Portanto, a nossa pretensão, se bem que não vá de encontro, distingue-se nitidamente, daquele uso que a Igreja Católica fez da doutrina de Santo Tomás de Aquino. Também prescinde – sem contudo negar – daquele pressuposto de perenidade e superioridade, dado ao pensamento de Tomás no contexto eclesial, quando este fora comparado com os demais sistemas filosóficos construídos ao longo da história. Situados nesta perspectiva – e sem pretendermos cair no agnosticismo – nos ocuparemos da consecução da coerência interna do sistema do Aquinate, sem nos preocuparmos – num primeiro momento – em estabelecer sua suposta verdade perene frente aos demais autores.

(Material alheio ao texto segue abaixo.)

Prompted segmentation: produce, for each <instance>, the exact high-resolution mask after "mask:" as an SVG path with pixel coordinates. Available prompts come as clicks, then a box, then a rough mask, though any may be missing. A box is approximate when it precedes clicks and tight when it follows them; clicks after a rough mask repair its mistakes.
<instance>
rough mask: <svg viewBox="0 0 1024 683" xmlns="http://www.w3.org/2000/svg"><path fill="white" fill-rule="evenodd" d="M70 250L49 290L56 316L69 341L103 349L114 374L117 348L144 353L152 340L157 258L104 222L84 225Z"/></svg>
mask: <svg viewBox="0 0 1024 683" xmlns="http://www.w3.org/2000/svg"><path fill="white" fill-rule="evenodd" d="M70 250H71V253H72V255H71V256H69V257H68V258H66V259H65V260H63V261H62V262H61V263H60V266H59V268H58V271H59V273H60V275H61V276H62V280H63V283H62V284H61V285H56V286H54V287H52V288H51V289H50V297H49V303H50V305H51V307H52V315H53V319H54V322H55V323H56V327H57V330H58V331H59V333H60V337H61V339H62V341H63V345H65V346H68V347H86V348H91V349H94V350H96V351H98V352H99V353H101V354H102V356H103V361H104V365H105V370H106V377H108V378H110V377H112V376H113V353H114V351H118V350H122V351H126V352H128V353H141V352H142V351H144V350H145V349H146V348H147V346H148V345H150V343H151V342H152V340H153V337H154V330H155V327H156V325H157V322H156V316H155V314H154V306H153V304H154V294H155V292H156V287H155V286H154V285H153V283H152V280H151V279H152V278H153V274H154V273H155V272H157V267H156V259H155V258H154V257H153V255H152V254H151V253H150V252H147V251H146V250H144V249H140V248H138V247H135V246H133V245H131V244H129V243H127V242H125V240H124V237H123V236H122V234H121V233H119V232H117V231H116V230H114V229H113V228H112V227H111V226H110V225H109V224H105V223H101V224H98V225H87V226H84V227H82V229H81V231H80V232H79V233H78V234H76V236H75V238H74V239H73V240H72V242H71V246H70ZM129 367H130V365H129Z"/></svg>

Definindo o espírito humano como uma abertura para o todo, entendemos que Santo Tomás nos coloca frente a uma eloqüente projeção, de como quereria que a sua vida e a sua obra, perdurassem pelos séculos afora. Alguns, aceitando justamente esta tese, revogam o tomismo, por julgar que este seja um corpo de teses, que se caracterizou, exatamente por se situar sempre num plano a-histórico. Conquanto não negarmos esta avaliação, pensamos, no entanto, que o próprio tomismo enquanto movimento, é algo historicalmente datável, e que por isso mesmo, não pode ser completamente olvidado, sem prejuízo do aspecto histórico. Por conseguinte, tão logo nos demos conta do alcance do postulado de abertura de Tomás, descobrimos que não se pode renegar as contribuições, inclusive as do tomismo. Por isso, se declaramos a insuficiência da carapaça manualistíca, não descartamos e até alertamos que não se pode descurar, das suas inegáveis pertinências.
O que afirmamos, é que o debate apologético – sobre qual seja o mais perfeito sistema de pensamento da história – dentro do âmbito filosófico, tem-se mostrado estéril. Com efeito, se o que colocamos é a abertura, tal abertura deve acolher a toda intervenção positiva, que venha a corroborar na reconstrução histórica, e na reconstituição vivaz do pensamento de Tomás. E isto deve ser reconhecido, até mesmo se tal mérito se deve, em parte, ao tomismo tradicional. Por isso, acreditamos que não se deve desconsiderar, a terminologia tomista posterior, cunhada e autorizada pelos mais abalizados comentadores, ao menos enquanto esta se atenha fielmente a Tomás. O que se tem que distinguir, é a atitude de certos tomistas, que supõe o pensamento de Tomás como “a verdade”, e partem, de antemão, fechados ao significado dos demais sistemas.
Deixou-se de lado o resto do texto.